ACTIVE SURVEILLANCE: No treatment is indicated but the patient is kept under observation. A PSA test and digital rectal examination are done every 6 months and once a year a repeat prostate biopsy is done. If the results signify an increase in the quantum of the disease then the treatment is initiated.
B) Prostate cancer surgery (radical prostatectomy)
In the early stages and grades of prostate cancer, surgery for removal of the prostate gland is an option. The entire prostate gland and seminal vesicles are removed and in selected cases, lymph node dissection is done. This can be done by:
- Open surgery
- Laparoscopic surgery
- Robot-assisted laparoscopic surgery
C) Radiation therapy
In this treatment modality, high energy rays or particles are used to kill the cancer cells.
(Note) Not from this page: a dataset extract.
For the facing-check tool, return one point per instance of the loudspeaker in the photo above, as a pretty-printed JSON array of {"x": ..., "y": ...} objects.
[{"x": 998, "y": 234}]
- It is used as the first line of treatment for cancer confined to the prostate
- As a first-line treatment along with hormonal therapy for tumors that have spread outside the prostate involving adjacent organs such as seminal vesicles
- After surgical removal of the prostate (radical prostatectomy) if the biopsy report suggests that some amount of tumor is still left behind (positive margins), then Intensity Modulated Radiation Therapy (IMRT) or Image-Guided Radiation Therapy (IGRT) are used to guide radiation delivery specifically to diseased cells to kill the cancerous tissue.
D) Hormonal therapy
Prostate cancer cell growth is stimulated by androgens secreted in the body mainly by the testicles but also in a small amount by the adrenal glands. Androgen deprivation therapy is used to deprive the cancer cells of the stimulus to grow. A combined androgen blockade is given that is both androgen deprivation (medical or surgical castration) as well as the use of anti-androgens.
Hormone therapy is usually used if:
- The disease has spread outside the prostate that is the disease has metastasized.
- If the disease comes back after the surgery or radiation therapy.
Chemotherapy drugs are anti-cancer drugs given either orally or by injections. They are mainly used when prostate cancer has spread beyond the prostate involving other parts of the body. The intent is not to cure the patient but to halt the further spread of disease and to palliate symptoms caused by the spread of the disease.
F) Treating prostate cancer spread to the bones
Prostate cancer tends to spread to the bones. This can lead to bone ache, which can be very severe. Also, pathological fractures can happen in the affected bones. In such cases, drugs called bisphosphonates are used to relieve the pain, halt the spread of the disease, and strengthen the bones to prevent pathological fractures. At times, even radiation therapy needs to be used to decrease the pain.